Advent joy does not require us to look away from suffering or to distract ourselves in the face of oppression. In recent days, our province has announced deep, life-threatening cuts to supports for 77,000 people with severe disabilities. Children facing abuse for gender identity issues have been legislated exposure instead of protection. Our public medical and educational resources are being stolen for the wealthy. And the powerful strip human rights and tout flagrant lies. 

 

The Church named this third Sunday Gaudete—Rejoice—not because the world has stopped hurting, but because it has not, and yet God is said to be drawing near anyway.

 

Sometimes joy interrupts sorrow; it does not replace it.

Lighting the rose candle is not a call to false happiness.

Sometimes the most honest Advent joy sounds like this:

The world is broken. And God has not abandoned it.

So, on this third Sunday of Advent, we do not rejoice because everything is fine.

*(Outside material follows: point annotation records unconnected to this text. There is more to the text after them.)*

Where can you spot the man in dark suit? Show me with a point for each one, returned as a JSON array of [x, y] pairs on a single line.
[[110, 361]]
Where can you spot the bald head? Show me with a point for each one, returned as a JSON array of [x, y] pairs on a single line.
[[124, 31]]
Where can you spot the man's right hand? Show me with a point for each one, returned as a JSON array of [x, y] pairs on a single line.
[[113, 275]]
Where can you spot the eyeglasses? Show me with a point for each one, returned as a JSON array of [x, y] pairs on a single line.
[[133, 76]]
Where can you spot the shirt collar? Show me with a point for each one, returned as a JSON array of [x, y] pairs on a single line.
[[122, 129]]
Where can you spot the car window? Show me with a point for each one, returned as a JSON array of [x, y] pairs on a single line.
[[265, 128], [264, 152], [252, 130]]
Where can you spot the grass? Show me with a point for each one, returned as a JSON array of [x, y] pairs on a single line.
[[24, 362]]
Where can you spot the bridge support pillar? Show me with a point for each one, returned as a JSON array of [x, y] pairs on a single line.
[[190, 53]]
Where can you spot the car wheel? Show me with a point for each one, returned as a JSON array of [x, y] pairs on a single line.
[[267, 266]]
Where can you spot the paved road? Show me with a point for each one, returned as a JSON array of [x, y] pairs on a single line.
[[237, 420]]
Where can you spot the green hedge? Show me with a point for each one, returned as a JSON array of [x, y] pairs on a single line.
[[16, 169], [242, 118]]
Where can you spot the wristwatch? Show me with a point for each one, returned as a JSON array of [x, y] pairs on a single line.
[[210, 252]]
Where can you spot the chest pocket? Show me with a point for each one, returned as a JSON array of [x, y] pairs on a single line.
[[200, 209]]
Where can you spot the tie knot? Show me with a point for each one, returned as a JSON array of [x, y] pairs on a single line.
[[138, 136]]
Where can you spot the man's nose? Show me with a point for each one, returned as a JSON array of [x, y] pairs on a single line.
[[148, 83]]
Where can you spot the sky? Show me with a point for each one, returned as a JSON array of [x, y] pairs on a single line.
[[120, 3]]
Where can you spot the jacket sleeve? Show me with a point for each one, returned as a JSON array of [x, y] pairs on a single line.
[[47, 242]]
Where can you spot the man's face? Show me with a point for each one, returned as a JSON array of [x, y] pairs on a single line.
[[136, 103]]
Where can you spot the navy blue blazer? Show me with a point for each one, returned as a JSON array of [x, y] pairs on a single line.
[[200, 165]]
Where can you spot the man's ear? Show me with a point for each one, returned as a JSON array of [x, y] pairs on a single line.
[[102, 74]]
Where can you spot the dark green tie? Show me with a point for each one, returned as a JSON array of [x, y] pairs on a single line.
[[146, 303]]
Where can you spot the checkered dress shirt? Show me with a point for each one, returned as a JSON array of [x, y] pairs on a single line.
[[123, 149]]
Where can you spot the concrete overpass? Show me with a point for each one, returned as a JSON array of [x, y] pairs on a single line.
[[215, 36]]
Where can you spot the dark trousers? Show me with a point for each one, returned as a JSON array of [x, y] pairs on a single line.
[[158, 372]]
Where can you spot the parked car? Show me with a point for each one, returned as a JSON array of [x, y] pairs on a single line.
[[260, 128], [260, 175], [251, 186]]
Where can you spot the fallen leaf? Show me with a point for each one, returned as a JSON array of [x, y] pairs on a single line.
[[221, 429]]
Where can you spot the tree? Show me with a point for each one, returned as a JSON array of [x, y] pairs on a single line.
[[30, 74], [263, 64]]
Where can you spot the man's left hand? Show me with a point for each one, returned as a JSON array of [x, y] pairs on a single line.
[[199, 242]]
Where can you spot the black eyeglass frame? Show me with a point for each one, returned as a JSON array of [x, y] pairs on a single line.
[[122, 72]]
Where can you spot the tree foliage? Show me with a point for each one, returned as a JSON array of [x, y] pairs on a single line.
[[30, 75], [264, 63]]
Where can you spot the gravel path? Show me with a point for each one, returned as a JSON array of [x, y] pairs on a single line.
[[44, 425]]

We rejoice because God has chosen to dwell in a world that is not. We rejoice because the Holy Spirit still comes to God’s people—into ruined sanctuaries, into wounded bodies, into frightened communities, into hearts that know both grief and hope.

Mary’s song reminds us that Advent is not passive waiting. It is holy expectation. It is learning to live as if God’s promises are already true, even when the evidence feels thin. It is joining the quiet, faithful work of ants—small acts of courage, truth-telling, generosity, and resistance—trusting that God gathers these fragments into something more than we can see.

In a world that tells us to harden our hearts, Mary teaches us to keep singing. In a world that declares some lives expendable, she dares to proclaim that the lowly are lifted up. In a world that knows torture rooms and mass graves, she points to a God who is born among the poor, executed by the powerful, and raised by love stronger than death.

So we light the candle. Not because the darkness is gone, but because it is not all there is. Sing, even if your voice trembles. Hope, even if it feels defiant. For the child Mary carries is already on the way, and God’s justice—slow as ants, stubborn as love—is still moving through the world.